道場は物々しい雰囲気だった。白い幕がはりめぐらされ、ここかしこに幟が立てられていた。ときおり太鼓の音が響く。天狗は門人を従え、道場から出陣することになっている。
四人は車を降りて玄関に入った。
「おーい、誰かいないか!」と和也。「誰もいないようだな。勝手に上がらせてもらおう」と和也らは道場に上がった。
「連中は奥の間だな。英子ちゃんはここで待っててくれ。一応しきたりがあるんだ」と言って和也らは中に入っていった。
英子は座敷に一人取り残された。
廊下を一人の子供が通りかかった。目があった瞬間、「無礼者!」と怒鳴られ、ポーンと庭先に投げ飛ばされた。

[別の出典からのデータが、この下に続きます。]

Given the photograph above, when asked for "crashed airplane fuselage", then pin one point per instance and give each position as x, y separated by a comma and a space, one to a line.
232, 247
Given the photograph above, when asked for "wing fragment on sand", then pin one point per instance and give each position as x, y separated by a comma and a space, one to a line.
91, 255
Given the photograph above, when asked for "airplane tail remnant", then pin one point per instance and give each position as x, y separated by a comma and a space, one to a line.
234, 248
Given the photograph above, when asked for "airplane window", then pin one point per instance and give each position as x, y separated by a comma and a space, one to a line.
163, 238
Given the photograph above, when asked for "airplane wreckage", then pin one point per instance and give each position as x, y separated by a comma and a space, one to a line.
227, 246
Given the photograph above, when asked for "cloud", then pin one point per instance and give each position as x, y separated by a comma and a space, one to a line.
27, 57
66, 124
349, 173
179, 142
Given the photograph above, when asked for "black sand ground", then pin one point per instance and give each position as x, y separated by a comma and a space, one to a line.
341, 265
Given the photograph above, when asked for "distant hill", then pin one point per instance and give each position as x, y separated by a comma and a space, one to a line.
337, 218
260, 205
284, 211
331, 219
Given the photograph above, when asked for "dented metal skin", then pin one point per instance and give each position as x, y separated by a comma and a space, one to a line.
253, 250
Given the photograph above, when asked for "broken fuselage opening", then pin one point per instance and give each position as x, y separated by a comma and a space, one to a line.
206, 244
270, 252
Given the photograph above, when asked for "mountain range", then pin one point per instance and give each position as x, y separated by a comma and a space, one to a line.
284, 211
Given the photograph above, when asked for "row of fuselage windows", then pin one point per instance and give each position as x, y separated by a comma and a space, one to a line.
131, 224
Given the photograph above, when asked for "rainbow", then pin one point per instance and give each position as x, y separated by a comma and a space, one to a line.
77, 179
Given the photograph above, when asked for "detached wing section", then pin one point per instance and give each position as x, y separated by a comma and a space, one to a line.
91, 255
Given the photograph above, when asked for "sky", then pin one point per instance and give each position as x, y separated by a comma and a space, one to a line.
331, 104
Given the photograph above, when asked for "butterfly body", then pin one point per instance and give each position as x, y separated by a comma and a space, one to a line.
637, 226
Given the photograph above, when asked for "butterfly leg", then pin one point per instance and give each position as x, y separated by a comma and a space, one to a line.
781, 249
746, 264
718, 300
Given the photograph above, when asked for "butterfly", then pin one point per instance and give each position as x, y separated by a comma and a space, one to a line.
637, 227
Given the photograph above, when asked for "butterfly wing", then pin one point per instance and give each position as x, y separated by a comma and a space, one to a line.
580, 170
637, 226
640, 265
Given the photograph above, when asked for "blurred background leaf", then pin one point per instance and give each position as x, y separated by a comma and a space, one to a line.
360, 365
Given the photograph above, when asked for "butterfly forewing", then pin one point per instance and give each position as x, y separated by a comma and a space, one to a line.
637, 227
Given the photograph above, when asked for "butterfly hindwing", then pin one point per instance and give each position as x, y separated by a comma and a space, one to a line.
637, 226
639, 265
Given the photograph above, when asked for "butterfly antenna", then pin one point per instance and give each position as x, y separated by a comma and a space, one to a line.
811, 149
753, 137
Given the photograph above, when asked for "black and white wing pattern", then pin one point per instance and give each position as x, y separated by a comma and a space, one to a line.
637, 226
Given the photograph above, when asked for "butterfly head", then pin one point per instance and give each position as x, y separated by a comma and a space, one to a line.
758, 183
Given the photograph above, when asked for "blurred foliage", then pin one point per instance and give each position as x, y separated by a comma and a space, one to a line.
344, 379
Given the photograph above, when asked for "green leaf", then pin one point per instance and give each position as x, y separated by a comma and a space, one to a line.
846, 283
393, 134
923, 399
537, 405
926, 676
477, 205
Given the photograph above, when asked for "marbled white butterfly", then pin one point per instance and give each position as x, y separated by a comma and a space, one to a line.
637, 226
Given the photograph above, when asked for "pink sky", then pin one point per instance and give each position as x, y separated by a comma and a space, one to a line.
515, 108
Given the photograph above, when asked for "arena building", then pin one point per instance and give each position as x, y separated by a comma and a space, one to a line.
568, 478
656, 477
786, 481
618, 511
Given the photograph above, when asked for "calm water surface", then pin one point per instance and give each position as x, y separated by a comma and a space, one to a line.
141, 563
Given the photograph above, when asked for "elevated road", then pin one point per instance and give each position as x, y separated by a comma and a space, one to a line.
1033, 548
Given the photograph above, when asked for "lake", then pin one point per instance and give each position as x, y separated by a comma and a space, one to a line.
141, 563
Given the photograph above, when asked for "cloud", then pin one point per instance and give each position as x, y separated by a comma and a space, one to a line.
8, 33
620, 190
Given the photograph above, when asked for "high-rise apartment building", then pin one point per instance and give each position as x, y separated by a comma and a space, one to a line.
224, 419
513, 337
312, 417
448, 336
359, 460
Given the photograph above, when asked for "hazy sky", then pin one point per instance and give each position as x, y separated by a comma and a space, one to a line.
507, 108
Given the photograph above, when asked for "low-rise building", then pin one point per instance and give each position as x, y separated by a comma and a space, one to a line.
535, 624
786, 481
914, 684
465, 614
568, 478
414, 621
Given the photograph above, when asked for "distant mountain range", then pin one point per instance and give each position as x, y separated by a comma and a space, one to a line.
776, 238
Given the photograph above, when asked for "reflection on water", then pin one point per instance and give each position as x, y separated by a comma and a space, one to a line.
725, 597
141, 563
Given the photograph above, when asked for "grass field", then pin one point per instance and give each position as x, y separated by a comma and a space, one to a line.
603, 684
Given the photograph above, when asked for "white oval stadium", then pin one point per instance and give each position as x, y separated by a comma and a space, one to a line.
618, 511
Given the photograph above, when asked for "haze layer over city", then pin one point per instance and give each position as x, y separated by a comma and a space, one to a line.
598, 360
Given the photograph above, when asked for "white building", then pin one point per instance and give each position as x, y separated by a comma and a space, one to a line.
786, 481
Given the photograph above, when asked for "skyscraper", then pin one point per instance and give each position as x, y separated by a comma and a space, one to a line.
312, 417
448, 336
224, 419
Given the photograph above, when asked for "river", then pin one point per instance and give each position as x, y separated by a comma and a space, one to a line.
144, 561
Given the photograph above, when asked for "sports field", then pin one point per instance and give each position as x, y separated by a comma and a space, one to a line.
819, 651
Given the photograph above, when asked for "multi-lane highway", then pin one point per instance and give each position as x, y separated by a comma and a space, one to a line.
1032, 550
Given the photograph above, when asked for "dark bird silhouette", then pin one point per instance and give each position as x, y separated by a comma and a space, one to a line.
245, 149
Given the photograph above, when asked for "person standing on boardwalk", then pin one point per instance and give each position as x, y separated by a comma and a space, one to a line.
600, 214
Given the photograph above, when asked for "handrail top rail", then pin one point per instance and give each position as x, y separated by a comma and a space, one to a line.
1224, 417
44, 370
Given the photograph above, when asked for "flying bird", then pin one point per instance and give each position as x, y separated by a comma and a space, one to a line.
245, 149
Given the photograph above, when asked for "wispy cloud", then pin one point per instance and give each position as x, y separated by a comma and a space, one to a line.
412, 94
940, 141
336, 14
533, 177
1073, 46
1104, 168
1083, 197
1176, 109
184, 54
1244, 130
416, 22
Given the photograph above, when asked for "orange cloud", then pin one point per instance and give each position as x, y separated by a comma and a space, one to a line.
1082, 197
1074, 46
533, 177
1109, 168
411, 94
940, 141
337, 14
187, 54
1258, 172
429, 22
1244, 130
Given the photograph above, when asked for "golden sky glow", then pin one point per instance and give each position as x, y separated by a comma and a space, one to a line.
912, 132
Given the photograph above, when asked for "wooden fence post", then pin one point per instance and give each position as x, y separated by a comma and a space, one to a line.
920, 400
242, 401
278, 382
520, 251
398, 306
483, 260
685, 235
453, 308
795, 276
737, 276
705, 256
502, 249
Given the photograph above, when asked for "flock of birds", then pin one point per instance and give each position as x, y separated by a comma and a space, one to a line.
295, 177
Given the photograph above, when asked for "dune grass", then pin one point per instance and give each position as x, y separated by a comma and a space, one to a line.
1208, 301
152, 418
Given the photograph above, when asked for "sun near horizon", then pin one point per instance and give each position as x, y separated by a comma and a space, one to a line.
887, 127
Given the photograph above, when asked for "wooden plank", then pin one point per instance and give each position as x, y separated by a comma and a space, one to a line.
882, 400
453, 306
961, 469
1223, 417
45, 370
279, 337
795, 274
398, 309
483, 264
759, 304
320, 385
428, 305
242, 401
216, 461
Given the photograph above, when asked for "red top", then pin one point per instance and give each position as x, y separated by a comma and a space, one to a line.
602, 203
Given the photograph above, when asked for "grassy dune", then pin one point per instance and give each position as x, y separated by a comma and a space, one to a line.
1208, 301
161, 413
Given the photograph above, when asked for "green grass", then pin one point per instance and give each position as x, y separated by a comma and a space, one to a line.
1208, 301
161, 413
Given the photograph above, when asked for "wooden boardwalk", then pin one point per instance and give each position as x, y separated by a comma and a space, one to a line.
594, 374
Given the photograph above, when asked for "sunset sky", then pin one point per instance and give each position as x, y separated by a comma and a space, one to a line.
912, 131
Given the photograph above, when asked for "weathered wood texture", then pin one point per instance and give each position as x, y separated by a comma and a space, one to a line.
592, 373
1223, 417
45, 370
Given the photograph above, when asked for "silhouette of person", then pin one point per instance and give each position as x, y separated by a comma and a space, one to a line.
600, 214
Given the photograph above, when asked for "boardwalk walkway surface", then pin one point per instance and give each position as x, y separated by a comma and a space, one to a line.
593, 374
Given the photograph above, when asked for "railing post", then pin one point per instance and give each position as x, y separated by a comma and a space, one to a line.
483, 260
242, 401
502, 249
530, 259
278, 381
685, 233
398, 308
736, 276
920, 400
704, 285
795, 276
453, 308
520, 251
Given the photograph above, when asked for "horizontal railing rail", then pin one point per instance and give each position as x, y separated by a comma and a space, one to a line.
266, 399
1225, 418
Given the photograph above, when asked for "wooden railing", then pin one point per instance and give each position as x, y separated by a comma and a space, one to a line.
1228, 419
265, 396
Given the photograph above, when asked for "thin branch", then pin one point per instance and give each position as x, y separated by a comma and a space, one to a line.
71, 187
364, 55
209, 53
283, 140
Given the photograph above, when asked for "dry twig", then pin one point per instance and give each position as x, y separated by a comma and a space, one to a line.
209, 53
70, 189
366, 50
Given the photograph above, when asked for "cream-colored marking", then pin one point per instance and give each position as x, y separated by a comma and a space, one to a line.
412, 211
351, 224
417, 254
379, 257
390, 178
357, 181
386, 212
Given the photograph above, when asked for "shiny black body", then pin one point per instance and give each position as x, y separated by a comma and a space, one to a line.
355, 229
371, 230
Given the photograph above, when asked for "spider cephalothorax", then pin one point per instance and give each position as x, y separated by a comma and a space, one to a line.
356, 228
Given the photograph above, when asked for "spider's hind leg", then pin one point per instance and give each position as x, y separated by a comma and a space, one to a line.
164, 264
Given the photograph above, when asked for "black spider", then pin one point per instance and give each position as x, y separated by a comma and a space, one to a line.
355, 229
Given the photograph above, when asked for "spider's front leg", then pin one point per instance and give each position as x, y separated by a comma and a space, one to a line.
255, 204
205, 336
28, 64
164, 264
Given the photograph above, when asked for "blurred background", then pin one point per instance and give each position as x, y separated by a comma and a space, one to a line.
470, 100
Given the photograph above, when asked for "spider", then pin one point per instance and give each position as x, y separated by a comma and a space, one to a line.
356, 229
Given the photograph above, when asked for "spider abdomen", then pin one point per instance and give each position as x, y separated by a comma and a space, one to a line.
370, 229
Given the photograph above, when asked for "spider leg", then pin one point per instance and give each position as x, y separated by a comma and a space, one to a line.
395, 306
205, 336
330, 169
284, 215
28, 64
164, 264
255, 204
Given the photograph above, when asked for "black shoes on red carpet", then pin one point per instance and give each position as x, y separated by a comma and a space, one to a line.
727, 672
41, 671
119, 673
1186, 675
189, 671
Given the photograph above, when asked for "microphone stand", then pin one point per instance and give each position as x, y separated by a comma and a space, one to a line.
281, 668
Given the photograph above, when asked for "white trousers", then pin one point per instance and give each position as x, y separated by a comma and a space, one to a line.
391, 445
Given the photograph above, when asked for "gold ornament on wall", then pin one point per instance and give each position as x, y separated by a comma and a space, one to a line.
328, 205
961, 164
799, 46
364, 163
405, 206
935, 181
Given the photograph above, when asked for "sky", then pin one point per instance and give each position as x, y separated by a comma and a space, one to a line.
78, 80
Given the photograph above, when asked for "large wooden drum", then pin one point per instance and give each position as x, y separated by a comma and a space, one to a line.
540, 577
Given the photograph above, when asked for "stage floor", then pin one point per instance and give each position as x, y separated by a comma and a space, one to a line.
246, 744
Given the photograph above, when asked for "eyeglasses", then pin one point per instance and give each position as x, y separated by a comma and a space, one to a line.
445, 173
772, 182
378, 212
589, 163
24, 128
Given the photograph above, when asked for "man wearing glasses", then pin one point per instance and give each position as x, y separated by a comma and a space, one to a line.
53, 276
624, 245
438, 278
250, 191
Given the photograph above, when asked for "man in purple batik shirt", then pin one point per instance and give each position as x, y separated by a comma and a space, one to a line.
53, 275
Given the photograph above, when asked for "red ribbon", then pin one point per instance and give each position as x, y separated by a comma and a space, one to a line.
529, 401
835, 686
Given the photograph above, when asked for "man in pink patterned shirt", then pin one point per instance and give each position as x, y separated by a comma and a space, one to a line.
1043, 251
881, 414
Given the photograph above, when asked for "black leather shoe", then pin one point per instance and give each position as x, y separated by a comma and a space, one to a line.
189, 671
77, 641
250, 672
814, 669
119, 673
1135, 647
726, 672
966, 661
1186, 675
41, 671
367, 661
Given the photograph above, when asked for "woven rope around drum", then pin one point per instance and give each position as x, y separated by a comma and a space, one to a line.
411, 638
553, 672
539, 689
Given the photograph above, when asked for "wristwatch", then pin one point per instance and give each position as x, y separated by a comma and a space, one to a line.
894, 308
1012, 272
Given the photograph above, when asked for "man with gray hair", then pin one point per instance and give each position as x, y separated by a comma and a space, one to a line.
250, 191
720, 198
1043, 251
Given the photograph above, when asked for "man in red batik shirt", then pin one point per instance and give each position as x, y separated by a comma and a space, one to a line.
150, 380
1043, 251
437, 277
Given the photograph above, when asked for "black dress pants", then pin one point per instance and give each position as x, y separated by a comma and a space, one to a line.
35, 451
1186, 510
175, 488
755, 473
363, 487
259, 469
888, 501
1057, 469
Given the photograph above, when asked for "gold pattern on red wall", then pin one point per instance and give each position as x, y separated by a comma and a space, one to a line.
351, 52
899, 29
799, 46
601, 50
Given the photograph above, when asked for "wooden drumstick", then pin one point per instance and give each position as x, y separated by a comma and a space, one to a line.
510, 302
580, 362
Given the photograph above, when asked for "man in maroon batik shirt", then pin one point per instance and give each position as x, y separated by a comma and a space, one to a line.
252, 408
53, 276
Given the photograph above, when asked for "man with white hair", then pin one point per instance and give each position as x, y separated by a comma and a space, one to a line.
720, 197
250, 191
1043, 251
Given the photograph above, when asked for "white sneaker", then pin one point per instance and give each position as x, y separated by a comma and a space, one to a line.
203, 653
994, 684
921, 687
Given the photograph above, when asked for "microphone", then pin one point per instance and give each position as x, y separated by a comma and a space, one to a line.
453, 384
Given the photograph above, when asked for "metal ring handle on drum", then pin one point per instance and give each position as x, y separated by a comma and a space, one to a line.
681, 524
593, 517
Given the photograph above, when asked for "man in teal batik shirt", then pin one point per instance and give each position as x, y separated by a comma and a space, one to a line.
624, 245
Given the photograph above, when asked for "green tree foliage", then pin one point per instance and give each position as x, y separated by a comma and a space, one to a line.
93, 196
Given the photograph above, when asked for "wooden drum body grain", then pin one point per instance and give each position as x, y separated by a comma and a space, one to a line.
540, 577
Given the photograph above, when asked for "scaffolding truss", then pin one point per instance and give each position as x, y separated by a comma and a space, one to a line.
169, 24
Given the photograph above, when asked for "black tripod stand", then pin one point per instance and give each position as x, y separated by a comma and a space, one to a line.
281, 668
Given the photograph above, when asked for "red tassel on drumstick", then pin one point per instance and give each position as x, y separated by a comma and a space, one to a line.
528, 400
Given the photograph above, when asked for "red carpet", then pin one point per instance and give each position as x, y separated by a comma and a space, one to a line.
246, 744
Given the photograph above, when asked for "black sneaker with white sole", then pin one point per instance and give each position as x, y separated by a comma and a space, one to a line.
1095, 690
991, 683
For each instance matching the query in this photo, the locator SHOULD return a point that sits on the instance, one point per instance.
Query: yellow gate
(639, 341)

英子はとっさに受身を取ったものの、状況が理解できなかった。突然のこととはいえ、子供にやすやすと懐に入られ、ずっと体の大きい自分が投げ飛ばされるなど、ありえないと思った。しかも縁側を通り越して庭先の芝生に腰を下ろしている。
仁王立ちになった袴姿の少女が縁側に立って自分を見下ろしている。「ここは神域である。俗人が足を踏み入れてよい場所ではないぞ」とのたまう。
その後ろから和也が現れ、「あちゃー」と言って頭を抱えた。
「蓮さん、この方は私たちが連れて来たお祭りの客です。当主代理にご挨拶に伺う準備をしておりました」と令子。
「私は蘭だ。奥の広間で待つ」といって部屋を出て行った。
「英子ちゃん、ごめんな。来るのが遅かった。怪我しなかったかい?」と和也。
「大丈夫です」と英子。
高い縁側に英子を引き上げて和也は言った。「あれは蘭という、ここの師範の一人だ。」
「気がついたら投げられていました。信じられません」と英子。
「さっき車の中で説明した通り、ここの連中は化け物だから、逆らっちゃだめだよ」と和也。
「はい、わかりました」と英子は答えた。
英子らは広間に通された。中央奥の床几に真白な袴姿のひとりの少女が座っている。その右わきに双子の少女が立っており、どちらかの一人は先ほどの蘭であるようだ。左わきには二十歳ごろと思しき二人の若い女性が立っており、その手前には太鼓が置かれている。
英子は広間の入り口近くで正座をした。
和也が老人と話をしている。「いきなり投げ飛ばすなんて、ひどいじゃないか」と和也。
「今日はみんなピリピリしておるんじゃ」と正一。
「せっかく英子ちゃんが来てくれたんだぞ。はやく取り次いでくれよ、おやじ」と和也。
「おお、そうか。この子が英子さんか」と言うと、正一は英子のほうを向いた。「はじめまして、わしはこの道場の先代の主の風見正一じゃ。よう来てくれたな。」
「安達英子です。お祭りに招待していただき、ありがとうございます」と英子は頭を下げた。
「わしには堅苦しい挨拶はいらん。こちらこそ弘樹がお世話になって感謝しておるよ。これからもかわいがってやってくれ。どうか頼む」と正一。
「おい、おやじ、そんな話はあとだ。早く取り次いでくれ」と和也。
「そうじゃったの。英子さん、わしと一緒に来てくれ」と英子。
「朱良、この方が安達英子さんじゃよ」と正一。
「はじめてお目にかかります。安達英子と申します」と英子は挨拶をした。
「私が当主代理の朱良だ。よく来てくれた。弘樹の説得をよろしく頼む」と朱良。
朱良とは少女だったのかと英子は目を見張った。
「何か不審か?」と朱良。
「朱良様は代理なのですか?ご当主様かと思い込んでおりました」と英子。
これを聞いて朱良は逆上した。「この道場の当主は弘樹である!他のものもよく聞け!私は弘樹以外の者を当主と認めぬ。今日の祭りではどのような手を使ってでも弘樹に勝つ。勝って弘樹をこの道場に連れ戻すのだ。それがかなわねば、私はここで腹を切る。皆の者はそのつもりで私に加勢せよ!」と朱良は血走った眼で周りを見回してから、床几にドスンと座った。
英子の背筋に冷たいものが走った。